Linsen mit Spätzle – 1984

Linsen

“Solange ihr Bewusstsein nicht erwacht, werden sie niemals rebellieren, und solange sie nicht rebelliert haben, wird ihr Bewusstsein nicht erwachen können.”

KRIEG IST FRIEDEN

FREIHEIT IST SKLAVEREI

UNWISSENHEIT IST STÄRKE

 

Na? Kommt euch das wage bekannt vor? Richtig! Das sind berühmte Sätze aus 1984 von George Orwell, erschienen bei Ullstein. Der Klassiker unter den Dystopien, erschienen 1949. Beklemmend aktuell, wie ich finde. Orwell zeichnet das Bild eines allmächtigen Überwachungsstaates, der seine Bürger rund um die Uhr mit Bildschirmen überwachen lässt, die Sprache kontrolliert und jede Art von Individualität unterdrückt. “Big Brother is watching you”.

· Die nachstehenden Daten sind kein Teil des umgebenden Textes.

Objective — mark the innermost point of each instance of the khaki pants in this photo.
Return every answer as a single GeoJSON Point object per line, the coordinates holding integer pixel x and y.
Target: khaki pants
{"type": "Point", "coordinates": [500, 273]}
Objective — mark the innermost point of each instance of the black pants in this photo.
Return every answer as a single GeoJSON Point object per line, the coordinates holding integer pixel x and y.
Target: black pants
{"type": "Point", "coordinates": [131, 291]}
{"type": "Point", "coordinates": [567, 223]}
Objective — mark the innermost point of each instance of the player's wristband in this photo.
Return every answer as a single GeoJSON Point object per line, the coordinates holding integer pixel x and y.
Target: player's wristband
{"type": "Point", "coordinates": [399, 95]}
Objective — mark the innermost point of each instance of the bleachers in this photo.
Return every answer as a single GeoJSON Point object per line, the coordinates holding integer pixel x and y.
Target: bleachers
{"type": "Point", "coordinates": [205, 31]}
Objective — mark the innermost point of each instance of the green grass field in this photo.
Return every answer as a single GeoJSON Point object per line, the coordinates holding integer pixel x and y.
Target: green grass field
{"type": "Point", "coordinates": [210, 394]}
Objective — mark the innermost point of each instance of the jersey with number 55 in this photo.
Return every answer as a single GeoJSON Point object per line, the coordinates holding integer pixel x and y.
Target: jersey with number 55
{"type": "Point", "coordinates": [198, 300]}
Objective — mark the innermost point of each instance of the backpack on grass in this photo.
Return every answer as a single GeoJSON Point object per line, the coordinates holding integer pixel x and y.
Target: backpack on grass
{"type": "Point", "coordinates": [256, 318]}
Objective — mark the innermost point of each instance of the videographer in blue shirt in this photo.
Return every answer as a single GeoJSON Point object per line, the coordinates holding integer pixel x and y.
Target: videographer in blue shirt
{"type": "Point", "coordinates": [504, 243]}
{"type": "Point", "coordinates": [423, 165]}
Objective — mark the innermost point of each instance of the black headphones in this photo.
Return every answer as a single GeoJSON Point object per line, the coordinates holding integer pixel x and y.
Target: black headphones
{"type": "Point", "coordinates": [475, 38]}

In diesem dystopischen London lebt der neununddreissigjährige Winston Smith, der im Ministerium für Wahrheit, in Neusprech “Miniwahr” genannt, arbeitet. Sein Job besteht darin in der Dokumentationsabteilung, Bücher, Zeitungsartikel und öffentliche Dokumente so umzuschreiben, dass sie der “Wahrheit” des Staates entsprechen. Doch Winston zweifelt bereits an diesen Wahrheiten. Er führt verbotenerweise Tagebuch und identifiziert sich schon lange nicht mehr mit den Parolen der Partei. Gleichzeitig hat er Angst sich zu verraten, sich eines Gedankenverbrechens schuldig zu machen und vaporisiert zu werden. Und er hat auch Angst der Einzige zu sein, der diese Gedanken hat. Spitzel lauern überall und auch die junge Frau, die ihm während des “Zweiminutenhasses”, einer täglichen Propagandaveranstaltung, bei der man die Liebe zum “Großen Bruder” und den Hass gegen den Staatsfeind Nummer 1 lautstark kundtut,  Blicke zuwirft und ihn neuerdings zu verfolgen scheint, ist bestimmt ebenfalls von der Gedankenpolizei.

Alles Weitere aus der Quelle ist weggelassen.